UNITED STATES
SECURITIES AND EXCHANGE COMMISSION
WASHINGTON, DC 20549
FORM 8-K
CURRENT REPORT
Pursuant to Section 13 or 15(d) of the
Securities Exchange Act of 1934
Date of Report (Date of Earliest Event Reported): November 1, 2019
EMAGINOS INC.
(Exact Name of Registrant as Specified in its Charter)
Virginia | 333-228248 | 36-4703558 | ||
(State or Other Jurisdiction of Incorporation) | (Commission File Number) | (I.R.S. Employer Identification No.) |
13428 Maxella Avenue, #144 Marina Del Rey, California | 90292 | |
(Address of Principal Executive Offices) | (Zip Code) |
Registrant’s Telephone Number, Including Area Code: (571) 921-4200
Registrant’s Fax Number, Including Area Code: (917) 791-8877
Check the appropriate box below if the Form 8-K filing is intended to simultaneously satisfy the filing obligation of the registrant under any of the following provisions:
☐ Written communications pursuant to Rule 425 under the Securities Act (17 CFR 230.425)

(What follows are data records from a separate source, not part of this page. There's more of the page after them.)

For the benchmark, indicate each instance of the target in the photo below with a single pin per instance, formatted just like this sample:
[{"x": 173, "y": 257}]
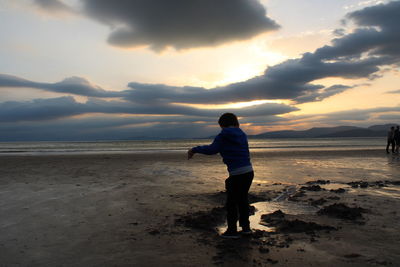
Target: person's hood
[{"x": 234, "y": 134}]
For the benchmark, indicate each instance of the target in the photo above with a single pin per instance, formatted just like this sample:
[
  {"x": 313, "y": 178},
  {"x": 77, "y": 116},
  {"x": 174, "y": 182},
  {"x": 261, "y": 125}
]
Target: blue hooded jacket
[{"x": 232, "y": 145}]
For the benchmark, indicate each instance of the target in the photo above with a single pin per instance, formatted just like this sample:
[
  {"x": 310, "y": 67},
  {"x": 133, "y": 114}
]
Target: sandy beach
[{"x": 158, "y": 209}]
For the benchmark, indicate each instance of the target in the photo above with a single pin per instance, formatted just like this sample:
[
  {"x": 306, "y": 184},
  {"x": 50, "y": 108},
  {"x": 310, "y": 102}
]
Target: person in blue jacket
[{"x": 231, "y": 143}]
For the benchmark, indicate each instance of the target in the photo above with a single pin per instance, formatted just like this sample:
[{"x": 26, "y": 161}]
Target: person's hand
[{"x": 190, "y": 154}]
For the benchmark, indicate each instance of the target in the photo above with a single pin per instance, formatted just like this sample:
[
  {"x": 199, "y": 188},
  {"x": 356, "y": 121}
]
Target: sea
[{"x": 148, "y": 146}]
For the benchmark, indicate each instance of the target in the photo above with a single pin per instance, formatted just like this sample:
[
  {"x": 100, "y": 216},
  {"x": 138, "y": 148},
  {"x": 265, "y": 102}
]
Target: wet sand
[{"x": 155, "y": 209}]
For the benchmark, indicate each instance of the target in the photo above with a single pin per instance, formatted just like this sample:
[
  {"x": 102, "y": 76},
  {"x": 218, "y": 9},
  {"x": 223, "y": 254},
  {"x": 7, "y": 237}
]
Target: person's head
[{"x": 228, "y": 120}]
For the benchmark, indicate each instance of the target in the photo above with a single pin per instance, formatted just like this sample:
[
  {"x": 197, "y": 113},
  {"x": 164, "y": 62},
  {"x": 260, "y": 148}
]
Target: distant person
[
  {"x": 232, "y": 145},
  {"x": 397, "y": 138},
  {"x": 390, "y": 140}
]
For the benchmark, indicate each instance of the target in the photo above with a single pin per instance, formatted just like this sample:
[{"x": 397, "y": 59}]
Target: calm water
[{"x": 35, "y": 148}]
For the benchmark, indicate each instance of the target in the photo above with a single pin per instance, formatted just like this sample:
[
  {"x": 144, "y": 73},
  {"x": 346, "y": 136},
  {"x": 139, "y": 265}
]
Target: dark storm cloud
[
  {"x": 180, "y": 23},
  {"x": 359, "y": 54},
  {"x": 71, "y": 85},
  {"x": 45, "y": 109},
  {"x": 54, "y": 6}
]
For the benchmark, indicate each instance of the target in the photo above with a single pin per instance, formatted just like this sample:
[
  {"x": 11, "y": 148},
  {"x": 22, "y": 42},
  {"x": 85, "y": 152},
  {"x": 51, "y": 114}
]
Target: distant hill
[{"x": 325, "y": 132}]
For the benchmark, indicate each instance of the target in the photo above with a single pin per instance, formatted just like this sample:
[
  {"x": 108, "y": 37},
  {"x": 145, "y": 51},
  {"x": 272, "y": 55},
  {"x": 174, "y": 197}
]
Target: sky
[{"x": 127, "y": 69}]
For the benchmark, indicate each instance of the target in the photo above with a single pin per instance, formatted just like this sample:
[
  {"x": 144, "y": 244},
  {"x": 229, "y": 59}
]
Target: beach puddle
[{"x": 266, "y": 207}]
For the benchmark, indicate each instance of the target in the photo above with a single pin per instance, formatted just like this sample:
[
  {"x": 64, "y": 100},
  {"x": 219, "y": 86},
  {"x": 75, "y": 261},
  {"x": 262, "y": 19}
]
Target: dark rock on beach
[
  {"x": 340, "y": 210},
  {"x": 317, "y": 202},
  {"x": 312, "y": 188},
  {"x": 277, "y": 219},
  {"x": 338, "y": 191},
  {"x": 318, "y": 182},
  {"x": 203, "y": 220}
]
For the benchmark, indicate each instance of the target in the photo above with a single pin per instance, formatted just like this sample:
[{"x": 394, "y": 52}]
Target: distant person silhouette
[
  {"x": 390, "y": 140},
  {"x": 397, "y": 138},
  {"x": 232, "y": 145}
]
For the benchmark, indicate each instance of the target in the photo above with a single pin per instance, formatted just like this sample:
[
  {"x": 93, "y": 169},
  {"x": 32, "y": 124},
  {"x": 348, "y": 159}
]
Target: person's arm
[{"x": 211, "y": 149}]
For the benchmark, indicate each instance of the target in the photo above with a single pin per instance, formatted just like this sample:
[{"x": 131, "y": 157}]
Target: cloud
[
  {"x": 54, "y": 6},
  {"x": 71, "y": 85},
  {"x": 180, "y": 24},
  {"x": 55, "y": 108},
  {"x": 394, "y": 92},
  {"x": 360, "y": 54}
]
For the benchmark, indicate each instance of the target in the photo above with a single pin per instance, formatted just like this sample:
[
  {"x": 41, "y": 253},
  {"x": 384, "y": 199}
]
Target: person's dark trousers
[
  {"x": 237, "y": 188},
  {"x": 390, "y": 142}
]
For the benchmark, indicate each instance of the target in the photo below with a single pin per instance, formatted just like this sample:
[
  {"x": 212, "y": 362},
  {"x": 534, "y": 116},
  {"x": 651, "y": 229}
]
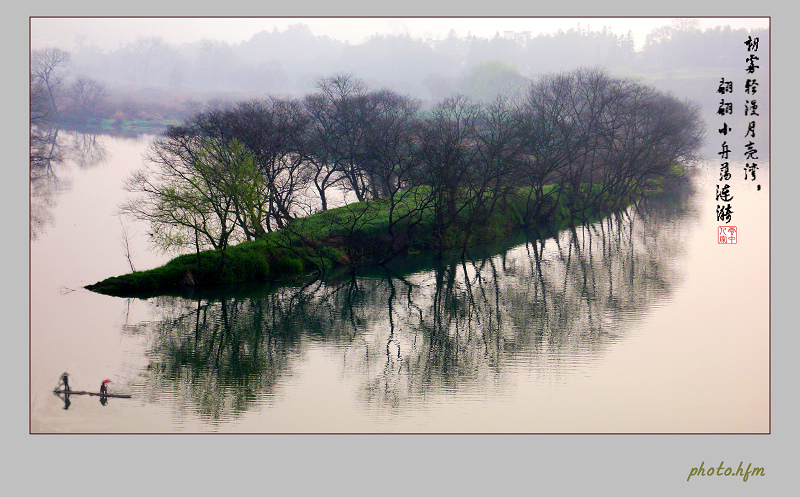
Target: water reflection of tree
[
  {"x": 50, "y": 149},
  {"x": 548, "y": 306}
]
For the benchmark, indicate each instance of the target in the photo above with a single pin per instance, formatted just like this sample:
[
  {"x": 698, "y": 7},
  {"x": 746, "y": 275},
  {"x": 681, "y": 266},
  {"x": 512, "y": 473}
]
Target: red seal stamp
[{"x": 726, "y": 234}]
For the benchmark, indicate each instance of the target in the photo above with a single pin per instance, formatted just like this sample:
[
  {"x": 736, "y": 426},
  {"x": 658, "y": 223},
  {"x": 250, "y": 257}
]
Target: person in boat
[{"x": 65, "y": 382}]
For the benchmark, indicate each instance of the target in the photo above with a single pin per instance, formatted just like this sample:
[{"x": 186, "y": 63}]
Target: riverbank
[{"x": 363, "y": 234}]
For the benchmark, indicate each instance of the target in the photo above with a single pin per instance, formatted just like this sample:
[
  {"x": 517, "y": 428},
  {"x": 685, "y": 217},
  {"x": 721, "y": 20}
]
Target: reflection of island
[{"x": 546, "y": 305}]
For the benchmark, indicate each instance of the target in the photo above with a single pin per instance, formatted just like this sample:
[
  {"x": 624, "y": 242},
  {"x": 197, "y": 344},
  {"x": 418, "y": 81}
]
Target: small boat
[{"x": 95, "y": 394}]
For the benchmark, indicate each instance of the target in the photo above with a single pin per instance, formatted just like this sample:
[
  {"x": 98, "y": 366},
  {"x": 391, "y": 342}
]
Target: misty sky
[{"x": 109, "y": 33}]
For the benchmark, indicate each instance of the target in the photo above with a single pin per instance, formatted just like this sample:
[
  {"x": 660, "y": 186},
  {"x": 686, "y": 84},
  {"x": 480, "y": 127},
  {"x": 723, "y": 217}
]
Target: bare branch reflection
[{"x": 407, "y": 335}]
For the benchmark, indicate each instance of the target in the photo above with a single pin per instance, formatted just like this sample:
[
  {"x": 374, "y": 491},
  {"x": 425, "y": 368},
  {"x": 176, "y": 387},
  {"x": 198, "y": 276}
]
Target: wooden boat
[{"x": 95, "y": 394}]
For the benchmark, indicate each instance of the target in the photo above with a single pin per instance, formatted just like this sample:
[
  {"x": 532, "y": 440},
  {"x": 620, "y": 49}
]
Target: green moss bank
[{"x": 355, "y": 236}]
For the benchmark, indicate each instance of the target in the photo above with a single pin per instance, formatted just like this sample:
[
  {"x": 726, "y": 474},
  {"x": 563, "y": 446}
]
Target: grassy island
[
  {"x": 358, "y": 235},
  {"x": 247, "y": 187}
]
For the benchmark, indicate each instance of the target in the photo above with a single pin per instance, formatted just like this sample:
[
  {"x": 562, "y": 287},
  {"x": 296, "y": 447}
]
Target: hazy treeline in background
[{"x": 152, "y": 80}]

☐ Soliciting material pursuant to Rule 14a-12 under the Exchange Act (17 CFR 240.14a-12)
☐ Pre-commencement communications pursuant to Rule 14d-2(b) under the Exchange Act (17 CFR 240.14d-2(b))

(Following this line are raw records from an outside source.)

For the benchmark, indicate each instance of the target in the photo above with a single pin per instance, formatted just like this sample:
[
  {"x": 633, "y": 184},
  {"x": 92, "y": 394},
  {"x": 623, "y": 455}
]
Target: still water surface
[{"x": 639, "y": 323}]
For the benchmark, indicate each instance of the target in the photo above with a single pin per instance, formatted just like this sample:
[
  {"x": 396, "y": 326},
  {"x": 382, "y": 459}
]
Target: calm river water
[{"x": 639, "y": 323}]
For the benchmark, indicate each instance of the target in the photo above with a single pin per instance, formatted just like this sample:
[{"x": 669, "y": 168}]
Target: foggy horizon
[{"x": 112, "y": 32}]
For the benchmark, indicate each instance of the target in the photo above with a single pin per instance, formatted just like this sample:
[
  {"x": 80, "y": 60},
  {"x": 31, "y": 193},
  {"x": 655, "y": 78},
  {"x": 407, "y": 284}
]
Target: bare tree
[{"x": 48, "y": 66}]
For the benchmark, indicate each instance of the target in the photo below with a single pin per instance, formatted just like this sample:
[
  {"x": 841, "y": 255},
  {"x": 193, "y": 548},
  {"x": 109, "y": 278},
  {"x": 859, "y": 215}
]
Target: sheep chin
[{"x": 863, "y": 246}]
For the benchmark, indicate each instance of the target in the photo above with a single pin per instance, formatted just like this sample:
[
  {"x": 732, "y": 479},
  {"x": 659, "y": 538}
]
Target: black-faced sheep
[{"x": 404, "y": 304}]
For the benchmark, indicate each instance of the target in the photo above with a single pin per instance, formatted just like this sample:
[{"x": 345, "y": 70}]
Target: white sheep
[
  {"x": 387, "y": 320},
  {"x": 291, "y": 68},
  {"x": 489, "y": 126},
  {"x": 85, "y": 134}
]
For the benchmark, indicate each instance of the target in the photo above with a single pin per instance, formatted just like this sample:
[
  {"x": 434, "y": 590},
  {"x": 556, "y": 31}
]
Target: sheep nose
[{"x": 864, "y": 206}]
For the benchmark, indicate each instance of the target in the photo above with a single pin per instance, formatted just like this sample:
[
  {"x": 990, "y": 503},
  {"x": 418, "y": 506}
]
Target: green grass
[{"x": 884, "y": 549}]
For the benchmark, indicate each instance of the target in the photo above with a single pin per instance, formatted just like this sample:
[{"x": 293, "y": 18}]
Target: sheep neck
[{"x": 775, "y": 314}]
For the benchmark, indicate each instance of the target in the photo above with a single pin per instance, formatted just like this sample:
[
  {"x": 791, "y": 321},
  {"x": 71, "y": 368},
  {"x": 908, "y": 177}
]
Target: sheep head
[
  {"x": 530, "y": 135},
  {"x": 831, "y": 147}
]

☐ Pre-commencement communications pursuant to Rule 13e-4(c) under the Exchange Act (17 CFR 240.13e-4(c))
Indicate by check mark whether the registrant is an emerging growth company as defined in Rule 405 of the Securities Act of 1933 (§230.405 of this chapter) or Rule 12b-2 of the Securities Exchange Act of 1934 (§240.12b-2 of this chapter).
Emerging growth company ☐
If an emerging growth company, indicate by check mark if the registrant has elected not to use the extended transition period for complying with any new or revised financial accounting standards provided pursuant to Section 13(a) of the Exchange Act.
Securities registered pursuant to Section 12(b) of the Act:
Title of each class | Trading Symbol(s) | Name of each exchange on which registered | ||
Common Stock | None | None |
Item 4.02, Non-Reliance on Previously Issued Financial Statements or a Related Audit Report or Completed Interim Report
On November 1, 2019, management of Emaginos Inc. (the “Company”) dismissed its auditor, Mr. Juan Pizarro, CPA.

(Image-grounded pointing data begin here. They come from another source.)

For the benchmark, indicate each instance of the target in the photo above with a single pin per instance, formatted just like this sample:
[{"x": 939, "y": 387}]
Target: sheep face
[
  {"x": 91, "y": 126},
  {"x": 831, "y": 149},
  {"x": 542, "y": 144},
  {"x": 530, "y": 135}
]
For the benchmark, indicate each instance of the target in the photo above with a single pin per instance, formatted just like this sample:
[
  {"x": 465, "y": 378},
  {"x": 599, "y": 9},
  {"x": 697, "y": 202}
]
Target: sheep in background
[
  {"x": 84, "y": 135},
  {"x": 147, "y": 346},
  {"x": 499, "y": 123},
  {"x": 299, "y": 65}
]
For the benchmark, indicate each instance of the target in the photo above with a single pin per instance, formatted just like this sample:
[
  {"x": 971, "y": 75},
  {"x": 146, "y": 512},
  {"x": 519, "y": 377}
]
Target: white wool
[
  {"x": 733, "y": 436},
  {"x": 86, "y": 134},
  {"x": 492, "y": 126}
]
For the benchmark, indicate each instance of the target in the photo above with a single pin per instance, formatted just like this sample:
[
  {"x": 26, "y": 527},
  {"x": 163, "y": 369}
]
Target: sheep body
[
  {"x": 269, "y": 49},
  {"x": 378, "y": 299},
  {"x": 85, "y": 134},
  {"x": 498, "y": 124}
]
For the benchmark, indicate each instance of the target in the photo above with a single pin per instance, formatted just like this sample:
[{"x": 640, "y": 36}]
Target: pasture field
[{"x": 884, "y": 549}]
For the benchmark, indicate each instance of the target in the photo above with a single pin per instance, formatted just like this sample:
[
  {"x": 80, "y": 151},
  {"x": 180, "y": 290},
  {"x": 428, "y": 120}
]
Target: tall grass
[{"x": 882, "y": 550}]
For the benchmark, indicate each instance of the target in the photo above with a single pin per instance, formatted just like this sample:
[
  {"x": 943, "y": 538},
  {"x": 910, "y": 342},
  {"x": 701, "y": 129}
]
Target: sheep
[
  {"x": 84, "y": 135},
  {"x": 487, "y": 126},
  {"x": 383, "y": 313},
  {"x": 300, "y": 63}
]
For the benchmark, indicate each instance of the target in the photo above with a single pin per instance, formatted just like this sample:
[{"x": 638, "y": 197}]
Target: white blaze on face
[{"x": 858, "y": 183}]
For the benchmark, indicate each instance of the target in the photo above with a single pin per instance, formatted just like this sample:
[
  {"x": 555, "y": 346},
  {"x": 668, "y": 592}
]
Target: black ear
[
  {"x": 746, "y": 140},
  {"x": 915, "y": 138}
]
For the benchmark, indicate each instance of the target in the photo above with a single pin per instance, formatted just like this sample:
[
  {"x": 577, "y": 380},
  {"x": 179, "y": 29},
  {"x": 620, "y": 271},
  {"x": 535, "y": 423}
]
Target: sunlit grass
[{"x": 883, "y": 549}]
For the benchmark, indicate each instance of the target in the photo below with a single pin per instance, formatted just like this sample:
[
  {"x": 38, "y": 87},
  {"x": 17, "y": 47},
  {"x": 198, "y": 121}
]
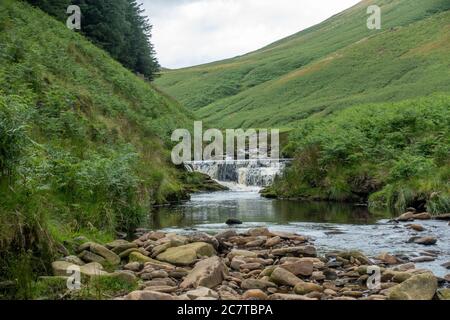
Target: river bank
[{"x": 254, "y": 265}]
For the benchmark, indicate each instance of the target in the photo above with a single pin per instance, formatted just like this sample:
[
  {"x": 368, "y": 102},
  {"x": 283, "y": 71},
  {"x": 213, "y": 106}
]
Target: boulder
[
  {"x": 92, "y": 257},
  {"x": 123, "y": 276},
  {"x": 257, "y": 232},
  {"x": 60, "y": 268},
  {"x": 272, "y": 242},
  {"x": 300, "y": 268},
  {"x": 133, "y": 266},
  {"x": 408, "y": 216},
  {"x": 206, "y": 273},
  {"x": 249, "y": 284},
  {"x": 241, "y": 253},
  {"x": 416, "y": 227},
  {"x": 426, "y": 241},
  {"x": 202, "y": 292},
  {"x": 303, "y": 288},
  {"x": 419, "y": 287},
  {"x": 225, "y": 235},
  {"x": 148, "y": 295},
  {"x": 92, "y": 269},
  {"x": 204, "y": 237},
  {"x": 444, "y": 217},
  {"x": 117, "y": 243},
  {"x": 288, "y": 297},
  {"x": 136, "y": 256},
  {"x": 233, "y": 222},
  {"x": 443, "y": 294},
  {"x": 388, "y": 259},
  {"x": 110, "y": 257},
  {"x": 283, "y": 277},
  {"x": 351, "y": 255},
  {"x": 74, "y": 260},
  {"x": 307, "y": 251},
  {"x": 422, "y": 216},
  {"x": 187, "y": 254},
  {"x": 254, "y": 294}
]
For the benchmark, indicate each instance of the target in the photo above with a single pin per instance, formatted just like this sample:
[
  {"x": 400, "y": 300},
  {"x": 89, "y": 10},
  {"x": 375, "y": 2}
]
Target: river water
[{"x": 331, "y": 226}]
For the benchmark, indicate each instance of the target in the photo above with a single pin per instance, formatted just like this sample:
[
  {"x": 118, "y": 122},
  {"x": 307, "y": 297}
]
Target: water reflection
[{"x": 216, "y": 208}]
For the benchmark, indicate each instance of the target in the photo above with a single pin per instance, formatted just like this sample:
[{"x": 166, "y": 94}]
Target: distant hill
[
  {"x": 84, "y": 143},
  {"x": 333, "y": 65}
]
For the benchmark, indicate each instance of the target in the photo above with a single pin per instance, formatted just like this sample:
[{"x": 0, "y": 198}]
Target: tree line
[{"x": 118, "y": 26}]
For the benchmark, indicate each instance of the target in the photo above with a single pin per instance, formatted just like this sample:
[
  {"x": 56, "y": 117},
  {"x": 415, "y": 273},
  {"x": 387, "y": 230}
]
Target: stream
[{"x": 332, "y": 226}]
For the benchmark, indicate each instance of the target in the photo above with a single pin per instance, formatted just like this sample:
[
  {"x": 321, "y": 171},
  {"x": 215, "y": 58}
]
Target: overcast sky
[{"x": 192, "y": 32}]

The reason for the dismissal is that the Company’s management concluded, and the Board concurred, that Mr. Pizzaro was not registered with the PCAOB and is not affiliated with any CPA firm that is or was registered with the PCAOB. The Company’s management believes that Mr. Pizarro may have falsely and fraudulently signed Eric Lien and Crowe Taiwan (TW) as signing off when neither Eric Lien or Crowe Taiwan (TW) CPAs reviewed, consented, or approved of any of these filings. Eric Lien or Crowe Taiwan (TW) CPAs have informed the Company’s management that they have no affiliation with Mr. Pizarro or Emaginos, Inc. and did not review, authorize, or approve of these filings.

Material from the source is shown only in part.